Query Engine

The LynxDB query engine transforms LynxFlow text into a streaming execution pipeline that can process millions of events per second with minimal memory overhead. It consists of four major stages: the LynxFlow frontend (lexing, parsing, semantic analysis, desugaring), logical planning and optimization, physical pipeline construction, and execution.

Pipeline Overview

There are two entry points into this flow:

Server mode: pkg/planner wraps the frontend and optimizer behind the Planner interface used by the REST API.
CLI file/pipe mode: pkg/lynxflow/run is a thin orchestrator (parse -> desugar -> lower -> optimize -> build -> drain) used for embedded execution with no server.
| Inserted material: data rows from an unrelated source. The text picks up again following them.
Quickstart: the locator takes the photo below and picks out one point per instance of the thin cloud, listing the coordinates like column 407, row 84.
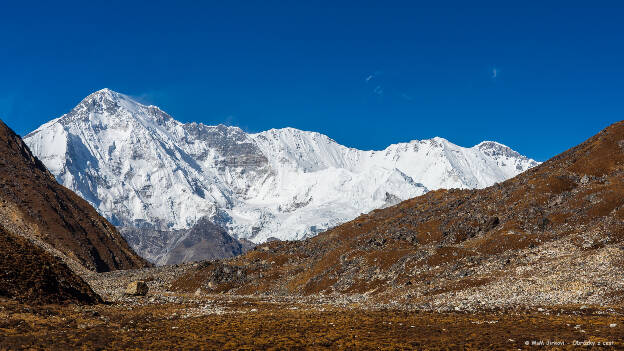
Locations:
column 495, row 73
column 407, row 97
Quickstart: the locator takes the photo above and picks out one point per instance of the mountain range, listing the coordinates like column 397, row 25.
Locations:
column 551, row 236
column 155, row 178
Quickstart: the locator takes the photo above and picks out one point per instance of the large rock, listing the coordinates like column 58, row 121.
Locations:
column 137, row 288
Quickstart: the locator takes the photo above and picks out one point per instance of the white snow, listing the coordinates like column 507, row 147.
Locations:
column 139, row 167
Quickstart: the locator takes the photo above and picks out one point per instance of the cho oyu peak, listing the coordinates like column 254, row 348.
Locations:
column 141, row 168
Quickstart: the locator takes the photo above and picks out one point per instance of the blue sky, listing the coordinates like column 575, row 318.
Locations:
column 538, row 77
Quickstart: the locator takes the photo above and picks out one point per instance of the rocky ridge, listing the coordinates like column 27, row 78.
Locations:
column 553, row 235
column 34, row 206
column 155, row 177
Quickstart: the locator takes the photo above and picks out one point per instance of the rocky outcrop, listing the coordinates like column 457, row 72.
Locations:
column 35, row 206
column 31, row 275
column 137, row 288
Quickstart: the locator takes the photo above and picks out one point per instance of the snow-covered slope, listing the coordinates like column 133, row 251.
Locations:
column 141, row 168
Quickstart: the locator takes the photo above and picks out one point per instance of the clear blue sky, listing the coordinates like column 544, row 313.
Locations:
column 539, row 78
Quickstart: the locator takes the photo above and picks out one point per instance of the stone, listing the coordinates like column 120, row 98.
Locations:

Both paths share the same frontend, optimizer, and pipeline -- the difference is only lifecycle and wiring.

Historical note

LynxDB originally shipped an SPL2 dialect. It was replaced by LynxFlow v2 (RFC-002, June 2026) as a clean-break redesign; the old pkg/spl2 package was removed. The full capability mapping lives in docs/grammar/RFC-002.md §15 and the CHANGELOG section "Breaking Changes (LynxFlow vs SPL2)".

LynxFlow Frontend

The frontend lives under pkg/lynxflow. The parser is hand-written recursive descent (no parser generators). This choice gives full control over error messages, error recovery, and performance.

Lexer

The lexer (pkg/lynxflow/lexer) tokenizes the input string into a stream of tokens: stage and clause keywords (where, stats, by), identifiers, string literals, raw strings (r"..." for regexes), numbers, durations (5m), operators (>=, ==, ??, |), and $ binding references.

Recursive Descent Parser

The parser (pkg/lynxflow/parser) consumes the token stream and builds an AST (pkg/lynxflow/ast). Key characteristics:

No backtracking: The parser makes a single left-to-right pass over the token stream, deciding the production rule based on the current token (LL(1) where possible, with limited lookahead for ambiguous cases).
Error recovery: On syntax errors, the parser attempts to recover by skipping to the next pipe (|) operator and continuing to parse subsequent stages. This allows reporting multiple errors in a single parse, rather than stopping at the first one.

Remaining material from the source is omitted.